Privity is no longer required in most jurisdictions and is not required in Missouri. We hold here that plaintiff, a patient, has a right to rely on the implied warranty of fitness and that she and her husband, if damaged, can recover for a breach of such a warranty. A case closely in point is Bowles v. Zimmer Manufacturing Co., 277 F.2d 868, 76 A. L.R.2d 120 (7 Cir. 1960). It involved a defective intermedullary pin inserted in the narrow cavity of the plaintiff's femur. One count was based upon "an implied warranty as to the fitness of the pin for the purpose for which it was sold and used." The court said, following a discussion of the issue of privity:

"We hold that plaintiff has a right to rely upon an implied warranty of fitness in this case." (875)

We turn to the claim of error in admitting in evidence Exhibits 8A and 12. It is claimed not only that the receipt in evidence of each of these exhibits was error, but it is claimed additionally that the trial court's remark that "defendant will have an opportunity if he so desires to subpoena any of the witnesses down here" made in the jury's presence, helped to bring about a verdict which was the result of passion and prejudice.

At least one of the persons mentioned in Exhibit 12 was beyond the subpoena power of the court. The court's remark was thus factually incorrect.

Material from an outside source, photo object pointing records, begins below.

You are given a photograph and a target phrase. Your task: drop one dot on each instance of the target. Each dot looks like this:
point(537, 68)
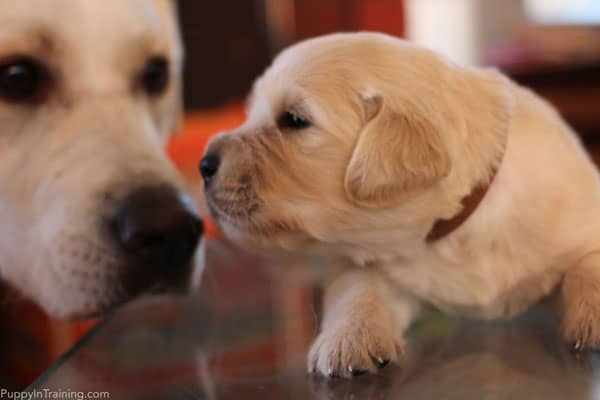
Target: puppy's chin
point(261, 234)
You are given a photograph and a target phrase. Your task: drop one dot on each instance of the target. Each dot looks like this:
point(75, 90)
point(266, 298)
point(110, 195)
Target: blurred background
point(552, 46)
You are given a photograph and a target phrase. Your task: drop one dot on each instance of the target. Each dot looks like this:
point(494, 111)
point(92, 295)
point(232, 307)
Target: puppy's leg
point(580, 303)
point(362, 326)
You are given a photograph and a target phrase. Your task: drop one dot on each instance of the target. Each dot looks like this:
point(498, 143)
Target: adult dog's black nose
point(157, 228)
point(209, 165)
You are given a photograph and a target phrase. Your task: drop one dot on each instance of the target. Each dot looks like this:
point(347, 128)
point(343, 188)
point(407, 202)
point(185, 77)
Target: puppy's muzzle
point(209, 165)
point(158, 231)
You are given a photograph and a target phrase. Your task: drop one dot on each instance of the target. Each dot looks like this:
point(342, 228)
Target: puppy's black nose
point(157, 228)
point(209, 165)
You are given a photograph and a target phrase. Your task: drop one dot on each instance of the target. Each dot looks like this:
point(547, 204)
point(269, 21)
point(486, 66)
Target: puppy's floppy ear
point(398, 150)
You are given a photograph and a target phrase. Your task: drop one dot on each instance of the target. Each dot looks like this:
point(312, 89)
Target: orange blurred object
point(186, 147)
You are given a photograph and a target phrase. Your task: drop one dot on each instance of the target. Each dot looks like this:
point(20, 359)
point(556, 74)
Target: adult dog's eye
point(155, 76)
point(291, 120)
point(21, 80)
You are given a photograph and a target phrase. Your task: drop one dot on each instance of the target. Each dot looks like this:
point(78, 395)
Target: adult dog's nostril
point(157, 228)
point(209, 165)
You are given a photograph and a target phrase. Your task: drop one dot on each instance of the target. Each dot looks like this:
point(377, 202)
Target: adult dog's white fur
point(398, 136)
point(65, 161)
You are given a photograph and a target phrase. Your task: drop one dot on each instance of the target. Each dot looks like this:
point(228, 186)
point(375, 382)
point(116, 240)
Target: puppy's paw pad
point(354, 351)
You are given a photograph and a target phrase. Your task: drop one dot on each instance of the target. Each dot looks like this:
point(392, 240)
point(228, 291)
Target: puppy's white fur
point(66, 160)
point(398, 137)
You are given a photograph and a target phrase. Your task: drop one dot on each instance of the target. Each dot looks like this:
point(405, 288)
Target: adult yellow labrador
point(91, 211)
point(442, 185)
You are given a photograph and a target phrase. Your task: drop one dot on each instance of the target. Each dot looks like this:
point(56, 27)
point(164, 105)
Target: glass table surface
point(246, 333)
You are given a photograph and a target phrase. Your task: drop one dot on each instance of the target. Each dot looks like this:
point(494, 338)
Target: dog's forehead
point(76, 23)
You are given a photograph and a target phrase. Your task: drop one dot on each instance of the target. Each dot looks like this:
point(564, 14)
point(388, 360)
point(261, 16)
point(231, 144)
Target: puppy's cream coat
point(80, 129)
point(358, 143)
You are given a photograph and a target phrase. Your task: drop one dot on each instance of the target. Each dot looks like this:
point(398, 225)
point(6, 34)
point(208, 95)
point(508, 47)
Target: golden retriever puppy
point(91, 210)
point(443, 185)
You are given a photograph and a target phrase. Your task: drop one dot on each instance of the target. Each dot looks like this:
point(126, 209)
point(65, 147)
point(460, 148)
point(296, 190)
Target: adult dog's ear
point(398, 151)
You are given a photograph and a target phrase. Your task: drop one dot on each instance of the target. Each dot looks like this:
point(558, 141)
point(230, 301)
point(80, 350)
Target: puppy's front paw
point(353, 348)
point(580, 320)
point(580, 326)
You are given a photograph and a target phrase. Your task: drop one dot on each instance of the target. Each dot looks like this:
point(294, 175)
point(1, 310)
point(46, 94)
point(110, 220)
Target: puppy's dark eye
point(291, 120)
point(155, 76)
point(21, 80)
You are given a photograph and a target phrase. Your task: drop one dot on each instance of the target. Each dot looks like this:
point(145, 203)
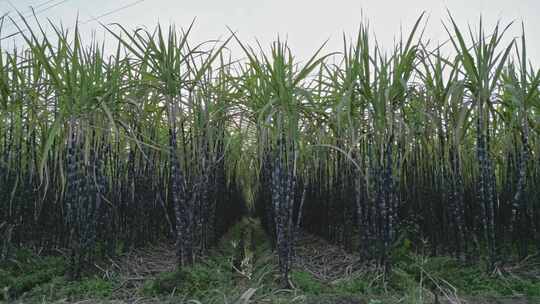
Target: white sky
point(306, 24)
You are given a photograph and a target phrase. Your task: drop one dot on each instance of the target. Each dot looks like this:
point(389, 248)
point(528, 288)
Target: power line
point(34, 13)
point(113, 11)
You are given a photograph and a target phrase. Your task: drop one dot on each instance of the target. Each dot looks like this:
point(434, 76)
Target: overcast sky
point(306, 24)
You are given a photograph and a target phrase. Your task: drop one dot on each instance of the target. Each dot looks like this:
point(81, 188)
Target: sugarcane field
point(159, 165)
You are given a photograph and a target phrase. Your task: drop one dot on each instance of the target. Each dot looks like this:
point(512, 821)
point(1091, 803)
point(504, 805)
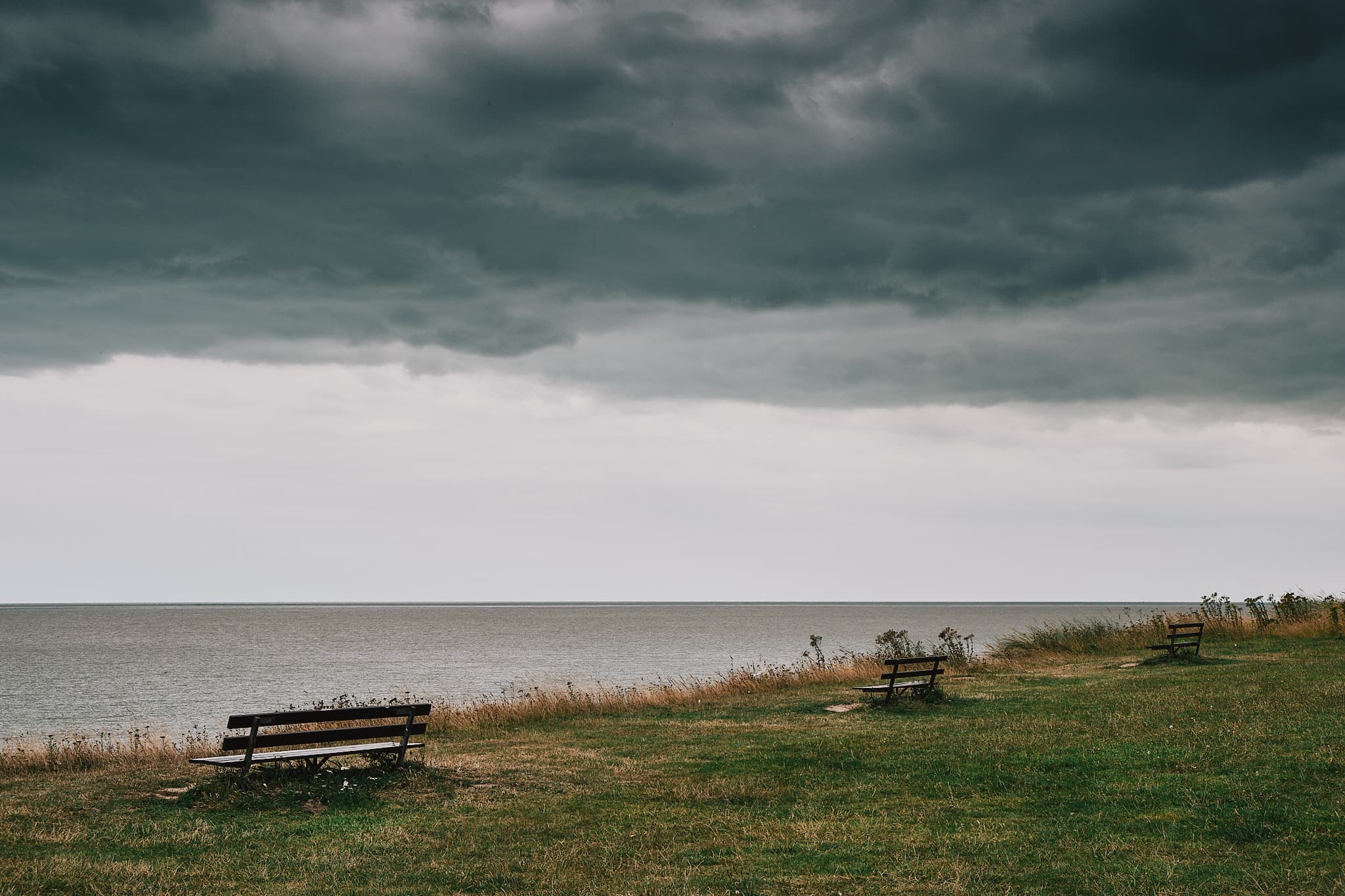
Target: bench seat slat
point(313, 753)
point(917, 673)
point(322, 735)
point(310, 716)
point(899, 687)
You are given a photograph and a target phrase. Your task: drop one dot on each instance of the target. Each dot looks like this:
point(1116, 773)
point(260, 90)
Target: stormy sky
point(533, 300)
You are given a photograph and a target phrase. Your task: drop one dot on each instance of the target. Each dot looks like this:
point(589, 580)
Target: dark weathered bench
point(315, 757)
point(1181, 636)
point(914, 680)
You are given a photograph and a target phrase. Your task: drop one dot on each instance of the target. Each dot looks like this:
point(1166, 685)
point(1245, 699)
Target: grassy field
point(1075, 775)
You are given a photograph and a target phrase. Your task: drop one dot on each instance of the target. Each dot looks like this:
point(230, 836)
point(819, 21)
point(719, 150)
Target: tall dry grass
point(77, 752)
point(531, 704)
point(1292, 614)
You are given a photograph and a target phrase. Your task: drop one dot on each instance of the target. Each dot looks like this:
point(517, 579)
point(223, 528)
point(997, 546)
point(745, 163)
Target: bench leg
point(252, 742)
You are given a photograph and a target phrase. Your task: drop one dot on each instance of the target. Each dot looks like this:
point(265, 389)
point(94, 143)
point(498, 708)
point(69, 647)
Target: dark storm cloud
point(491, 177)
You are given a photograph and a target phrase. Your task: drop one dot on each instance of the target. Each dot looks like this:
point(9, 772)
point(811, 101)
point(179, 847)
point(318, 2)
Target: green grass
point(1220, 775)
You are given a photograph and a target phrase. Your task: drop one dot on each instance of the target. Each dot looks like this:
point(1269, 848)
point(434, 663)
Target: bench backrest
point(914, 673)
point(254, 721)
point(1185, 630)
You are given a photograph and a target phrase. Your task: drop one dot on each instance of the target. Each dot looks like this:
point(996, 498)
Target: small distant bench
point(1181, 636)
point(315, 757)
point(914, 680)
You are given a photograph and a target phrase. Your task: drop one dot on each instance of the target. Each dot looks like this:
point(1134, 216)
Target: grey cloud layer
point(503, 178)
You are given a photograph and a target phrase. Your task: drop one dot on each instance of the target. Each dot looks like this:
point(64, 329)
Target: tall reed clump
point(1290, 614)
point(136, 748)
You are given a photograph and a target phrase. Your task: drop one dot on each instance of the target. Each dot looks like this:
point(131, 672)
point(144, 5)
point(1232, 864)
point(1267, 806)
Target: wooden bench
point(914, 680)
point(1181, 634)
point(315, 757)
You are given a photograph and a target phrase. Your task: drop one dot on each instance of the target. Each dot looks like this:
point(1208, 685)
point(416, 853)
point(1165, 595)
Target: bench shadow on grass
point(292, 786)
point(931, 699)
point(1185, 660)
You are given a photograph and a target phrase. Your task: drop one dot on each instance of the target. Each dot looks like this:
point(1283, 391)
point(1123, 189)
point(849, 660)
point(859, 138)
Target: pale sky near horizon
point(526, 300)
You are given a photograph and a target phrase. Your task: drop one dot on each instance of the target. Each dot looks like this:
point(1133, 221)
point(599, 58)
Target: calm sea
point(175, 668)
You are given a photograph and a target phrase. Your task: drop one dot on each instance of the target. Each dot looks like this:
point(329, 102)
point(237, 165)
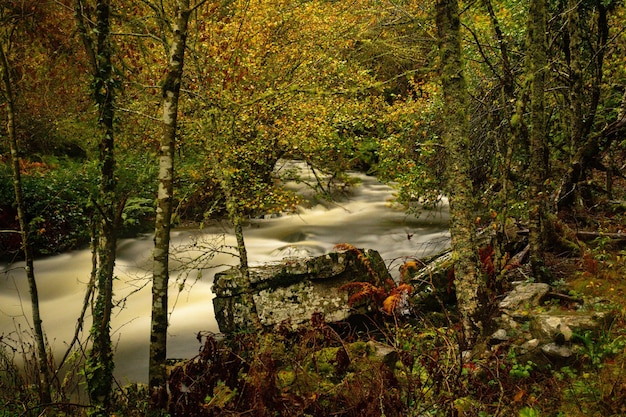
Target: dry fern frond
point(363, 259)
point(410, 266)
point(398, 300)
point(363, 291)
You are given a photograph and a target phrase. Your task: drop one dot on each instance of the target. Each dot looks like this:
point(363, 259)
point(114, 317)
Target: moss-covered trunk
point(537, 198)
point(100, 365)
point(460, 191)
point(160, 276)
point(42, 357)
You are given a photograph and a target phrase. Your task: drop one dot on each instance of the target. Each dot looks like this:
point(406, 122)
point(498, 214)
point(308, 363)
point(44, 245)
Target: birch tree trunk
point(42, 356)
point(459, 189)
point(100, 364)
point(160, 278)
point(537, 64)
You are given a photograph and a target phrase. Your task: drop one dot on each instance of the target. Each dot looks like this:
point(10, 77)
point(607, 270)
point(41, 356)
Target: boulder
point(544, 329)
point(296, 288)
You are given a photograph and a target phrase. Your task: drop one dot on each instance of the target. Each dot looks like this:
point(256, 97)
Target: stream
point(365, 217)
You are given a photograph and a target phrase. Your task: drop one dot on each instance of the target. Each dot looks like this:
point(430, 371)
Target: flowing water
point(364, 218)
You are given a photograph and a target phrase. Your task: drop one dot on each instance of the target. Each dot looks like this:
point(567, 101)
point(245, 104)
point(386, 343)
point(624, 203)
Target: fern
point(362, 258)
point(388, 297)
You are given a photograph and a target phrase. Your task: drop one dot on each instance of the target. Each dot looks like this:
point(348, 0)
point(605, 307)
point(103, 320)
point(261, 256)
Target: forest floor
point(415, 367)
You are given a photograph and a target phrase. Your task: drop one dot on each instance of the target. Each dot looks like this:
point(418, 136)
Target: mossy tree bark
point(467, 279)
point(584, 101)
point(42, 356)
point(160, 277)
point(537, 198)
point(100, 364)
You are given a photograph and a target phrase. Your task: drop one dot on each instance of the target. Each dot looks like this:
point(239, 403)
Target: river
point(364, 218)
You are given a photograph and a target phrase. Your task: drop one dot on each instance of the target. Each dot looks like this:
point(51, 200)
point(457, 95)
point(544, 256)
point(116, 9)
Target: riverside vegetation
point(514, 111)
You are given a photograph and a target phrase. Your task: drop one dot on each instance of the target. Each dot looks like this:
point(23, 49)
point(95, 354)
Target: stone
point(560, 326)
point(499, 336)
point(555, 351)
point(294, 289)
point(524, 296)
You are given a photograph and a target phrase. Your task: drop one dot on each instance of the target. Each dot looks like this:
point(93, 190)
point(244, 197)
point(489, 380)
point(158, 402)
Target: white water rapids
point(365, 218)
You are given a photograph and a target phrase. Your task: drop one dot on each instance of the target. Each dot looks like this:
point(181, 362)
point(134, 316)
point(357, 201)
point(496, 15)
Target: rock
point(294, 289)
point(499, 336)
point(524, 296)
point(554, 351)
point(560, 326)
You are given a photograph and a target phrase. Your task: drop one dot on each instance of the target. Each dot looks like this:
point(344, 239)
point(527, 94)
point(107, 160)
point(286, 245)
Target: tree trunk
point(537, 65)
point(456, 140)
point(160, 277)
point(42, 356)
point(100, 365)
point(585, 146)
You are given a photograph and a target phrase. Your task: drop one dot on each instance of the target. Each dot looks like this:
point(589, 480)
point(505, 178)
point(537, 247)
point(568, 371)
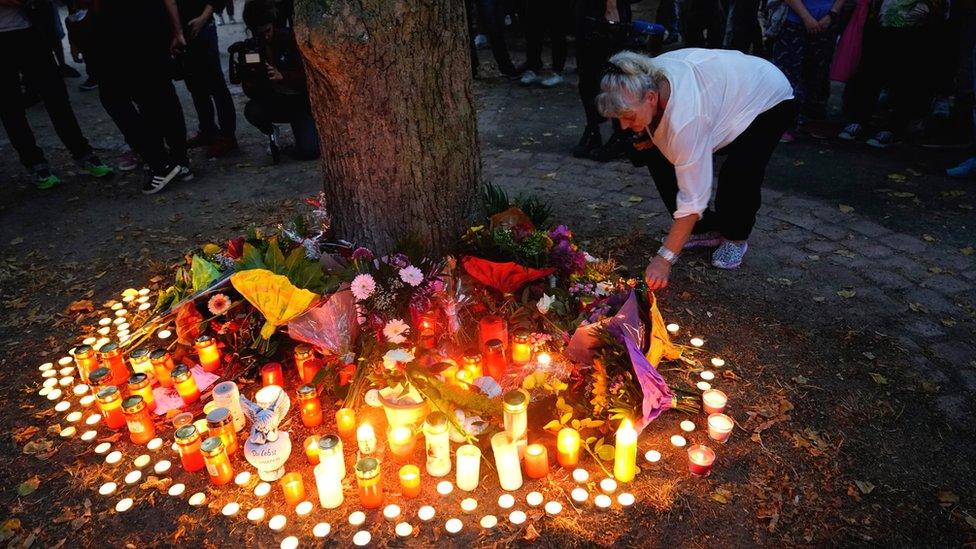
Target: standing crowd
point(134, 51)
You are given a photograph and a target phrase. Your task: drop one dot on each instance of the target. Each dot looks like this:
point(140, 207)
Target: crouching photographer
point(269, 68)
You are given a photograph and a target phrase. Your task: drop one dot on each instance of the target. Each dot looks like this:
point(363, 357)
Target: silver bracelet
point(668, 255)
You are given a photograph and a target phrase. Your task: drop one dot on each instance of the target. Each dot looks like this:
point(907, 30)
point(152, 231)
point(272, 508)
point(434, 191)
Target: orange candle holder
point(271, 375)
point(208, 353)
point(567, 447)
point(536, 461)
point(293, 487)
point(346, 423)
point(409, 481)
point(312, 449)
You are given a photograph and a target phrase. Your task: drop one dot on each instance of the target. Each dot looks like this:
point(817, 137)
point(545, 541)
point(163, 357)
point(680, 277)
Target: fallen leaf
point(27, 487)
point(864, 486)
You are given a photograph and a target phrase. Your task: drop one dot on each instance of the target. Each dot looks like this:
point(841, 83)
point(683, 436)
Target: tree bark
point(390, 86)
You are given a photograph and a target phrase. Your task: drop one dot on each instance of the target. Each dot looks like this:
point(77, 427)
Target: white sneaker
point(552, 80)
point(528, 78)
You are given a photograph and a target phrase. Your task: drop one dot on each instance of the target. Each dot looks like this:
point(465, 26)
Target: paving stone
point(905, 243)
point(933, 301)
point(955, 354)
point(821, 246)
point(946, 284)
point(886, 278)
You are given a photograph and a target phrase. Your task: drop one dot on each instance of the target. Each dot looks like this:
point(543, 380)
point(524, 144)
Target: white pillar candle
point(507, 461)
point(719, 427)
point(468, 467)
point(328, 482)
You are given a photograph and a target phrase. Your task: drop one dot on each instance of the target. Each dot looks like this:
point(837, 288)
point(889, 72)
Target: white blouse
point(715, 96)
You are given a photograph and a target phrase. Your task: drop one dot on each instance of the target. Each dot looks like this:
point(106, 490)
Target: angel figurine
point(267, 449)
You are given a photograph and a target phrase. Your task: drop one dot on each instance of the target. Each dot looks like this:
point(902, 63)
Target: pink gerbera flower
point(218, 304)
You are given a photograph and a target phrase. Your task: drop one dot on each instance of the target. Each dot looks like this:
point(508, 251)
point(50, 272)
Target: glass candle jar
point(110, 356)
point(140, 363)
point(188, 444)
point(521, 347)
point(438, 442)
point(471, 363)
point(304, 355)
point(141, 428)
point(139, 385)
point(185, 385)
point(271, 375)
point(293, 487)
point(368, 479)
point(309, 405)
point(346, 423)
point(110, 403)
point(409, 481)
point(330, 454)
point(85, 360)
point(227, 395)
point(491, 327)
point(494, 359)
point(208, 353)
point(163, 366)
point(218, 464)
point(515, 405)
point(221, 424)
point(99, 378)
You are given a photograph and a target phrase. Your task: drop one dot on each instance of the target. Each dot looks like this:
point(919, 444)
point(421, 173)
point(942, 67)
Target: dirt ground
point(847, 336)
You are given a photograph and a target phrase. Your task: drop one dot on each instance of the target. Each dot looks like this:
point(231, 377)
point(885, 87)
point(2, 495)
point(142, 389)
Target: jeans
point(492, 17)
point(29, 53)
point(886, 52)
point(264, 111)
point(738, 195)
point(544, 18)
point(805, 60)
point(143, 104)
point(205, 81)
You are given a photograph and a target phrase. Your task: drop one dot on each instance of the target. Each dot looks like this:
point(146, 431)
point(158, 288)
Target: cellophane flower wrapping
point(331, 325)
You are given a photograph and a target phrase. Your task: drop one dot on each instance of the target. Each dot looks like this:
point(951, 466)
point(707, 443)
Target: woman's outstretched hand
point(657, 273)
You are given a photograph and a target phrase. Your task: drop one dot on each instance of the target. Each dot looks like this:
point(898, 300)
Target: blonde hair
point(624, 86)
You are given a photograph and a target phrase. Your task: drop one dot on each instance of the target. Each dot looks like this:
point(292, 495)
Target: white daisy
point(363, 286)
point(395, 331)
point(411, 275)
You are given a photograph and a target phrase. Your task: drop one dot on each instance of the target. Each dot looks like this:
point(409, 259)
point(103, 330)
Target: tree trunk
point(390, 85)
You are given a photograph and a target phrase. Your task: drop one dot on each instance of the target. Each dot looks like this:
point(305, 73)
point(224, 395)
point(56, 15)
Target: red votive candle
point(700, 460)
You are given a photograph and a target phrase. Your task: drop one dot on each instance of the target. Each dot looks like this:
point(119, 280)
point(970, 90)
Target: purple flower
point(561, 232)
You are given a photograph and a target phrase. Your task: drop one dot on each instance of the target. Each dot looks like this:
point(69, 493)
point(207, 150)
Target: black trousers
point(144, 106)
point(738, 197)
point(544, 18)
point(264, 111)
point(27, 52)
point(205, 81)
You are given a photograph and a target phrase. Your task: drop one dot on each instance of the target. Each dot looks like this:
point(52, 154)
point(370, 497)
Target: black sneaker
point(614, 148)
point(590, 141)
point(158, 180)
point(274, 149)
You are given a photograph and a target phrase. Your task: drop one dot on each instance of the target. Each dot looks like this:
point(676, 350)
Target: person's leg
point(11, 106)
point(40, 68)
point(738, 196)
point(788, 55)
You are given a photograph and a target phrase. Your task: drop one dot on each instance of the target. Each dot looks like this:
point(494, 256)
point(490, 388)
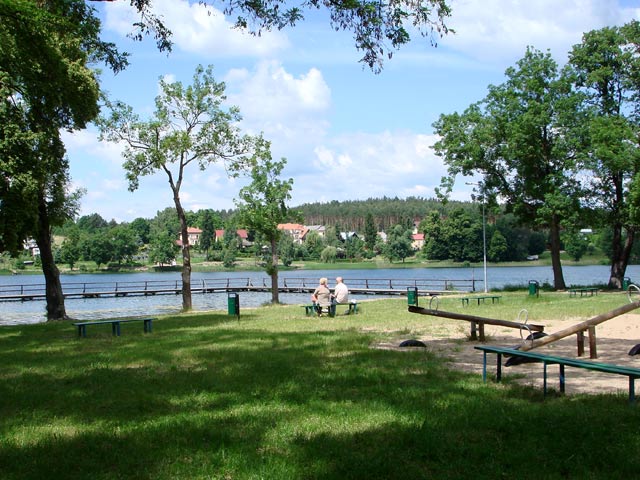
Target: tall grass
point(280, 395)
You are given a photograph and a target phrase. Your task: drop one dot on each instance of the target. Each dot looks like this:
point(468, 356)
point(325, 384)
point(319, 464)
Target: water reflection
point(91, 308)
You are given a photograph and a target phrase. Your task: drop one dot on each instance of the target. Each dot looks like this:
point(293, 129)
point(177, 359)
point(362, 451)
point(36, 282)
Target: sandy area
point(614, 338)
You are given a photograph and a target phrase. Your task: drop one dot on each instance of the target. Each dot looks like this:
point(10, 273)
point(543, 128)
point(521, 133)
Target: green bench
point(591, 291)
point(630, 372)
point(115, 325)
point(478, 298)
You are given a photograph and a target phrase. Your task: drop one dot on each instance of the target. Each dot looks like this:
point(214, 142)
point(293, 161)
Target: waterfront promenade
point(365, 286)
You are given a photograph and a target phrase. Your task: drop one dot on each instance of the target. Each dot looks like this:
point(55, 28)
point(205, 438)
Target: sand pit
point(615, 338)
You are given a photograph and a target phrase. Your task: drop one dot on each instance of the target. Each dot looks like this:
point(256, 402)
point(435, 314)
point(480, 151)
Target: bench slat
point(630, 372)
point(115, 325)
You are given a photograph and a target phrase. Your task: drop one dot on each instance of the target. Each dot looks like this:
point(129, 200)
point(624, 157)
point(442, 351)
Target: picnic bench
point(115, 325)
point(312, 309)
point(590, 291)
point(630, 372)
point(478, 298)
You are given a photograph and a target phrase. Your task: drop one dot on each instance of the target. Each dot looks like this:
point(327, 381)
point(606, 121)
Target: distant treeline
point(350, 215)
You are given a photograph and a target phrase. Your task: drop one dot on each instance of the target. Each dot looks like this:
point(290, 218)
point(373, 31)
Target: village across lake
point(12, 313)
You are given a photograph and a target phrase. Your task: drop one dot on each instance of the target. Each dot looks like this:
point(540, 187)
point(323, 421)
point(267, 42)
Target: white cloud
point(198, 29)
point(360, 166)
point(495, 30)
point(291, 110)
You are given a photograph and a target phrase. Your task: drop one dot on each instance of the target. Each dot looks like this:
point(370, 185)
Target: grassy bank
point(280, 395)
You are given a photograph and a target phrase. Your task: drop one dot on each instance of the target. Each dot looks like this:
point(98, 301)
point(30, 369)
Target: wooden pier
point(376, 286)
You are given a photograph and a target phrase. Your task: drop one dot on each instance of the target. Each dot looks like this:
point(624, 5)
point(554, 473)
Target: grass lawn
point(279, 395)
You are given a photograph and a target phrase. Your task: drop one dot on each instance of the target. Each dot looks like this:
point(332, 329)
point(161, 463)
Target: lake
point(12, 313)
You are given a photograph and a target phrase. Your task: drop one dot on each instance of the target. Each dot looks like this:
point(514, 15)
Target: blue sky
point(347, 133)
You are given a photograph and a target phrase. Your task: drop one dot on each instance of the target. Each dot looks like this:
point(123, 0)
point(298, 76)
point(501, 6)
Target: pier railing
point(388, 286)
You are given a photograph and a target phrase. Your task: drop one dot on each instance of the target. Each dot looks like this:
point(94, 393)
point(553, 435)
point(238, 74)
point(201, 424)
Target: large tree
point(46, 85)
point(607, 70)
point(378, 28)
point(522, 139)
point(263, 205)
point(190, 126)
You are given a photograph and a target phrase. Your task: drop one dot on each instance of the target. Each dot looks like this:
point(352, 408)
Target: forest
point(453, 231)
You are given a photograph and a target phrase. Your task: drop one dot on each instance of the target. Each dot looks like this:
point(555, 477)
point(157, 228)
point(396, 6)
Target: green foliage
point(163, 248)
point(522, 139)
point(190, 126)
point(262, 206)
point(329, 254)
point(370, 232)
point(278, 395)
point(576, 244)
point(497, 249)
point(398, 245)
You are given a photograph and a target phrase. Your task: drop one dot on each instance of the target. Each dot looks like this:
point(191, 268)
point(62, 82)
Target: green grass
point(279, 395)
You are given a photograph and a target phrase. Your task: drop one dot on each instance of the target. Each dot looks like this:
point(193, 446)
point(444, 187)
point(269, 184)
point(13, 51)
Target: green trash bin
point(233, 304)
point(412, 296)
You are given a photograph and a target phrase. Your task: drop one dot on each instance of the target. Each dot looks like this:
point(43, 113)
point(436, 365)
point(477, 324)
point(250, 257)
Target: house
point(241, 232)
point(319, 229)
point(417, 241)
point(344, 236)
point(32, 247)
point(296, 231)
point(193, 234)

We do not reach the question of whether the remark contributed to the passion and prejudice which defendant claims produced a verdict of the size of this verdict for the limited injuries sustained.

Exhibit 8 was an incident report made by Dr. Koehler following the procedure on Mrs. Frerker. It was prepared following the incident. It was received in evidence without objection.

It reads:

MALLINCKRODT INSTITUTE INCIDENT REPORT

DATE May 6, 1965 NAME HELENA FRERKER ORIGIN OUTPATIENT ADDRESS 910 11th Street CITY Carlyle STATE Illinois TIME OF INCIDENT 9:00-10:00 AM PLACE OF INCIDENT Special Procedure Room Third Floor Radiology

DESCRIPTION OF ACCIDENT (by injured person or witness): During placement of TSP-45 Teflon...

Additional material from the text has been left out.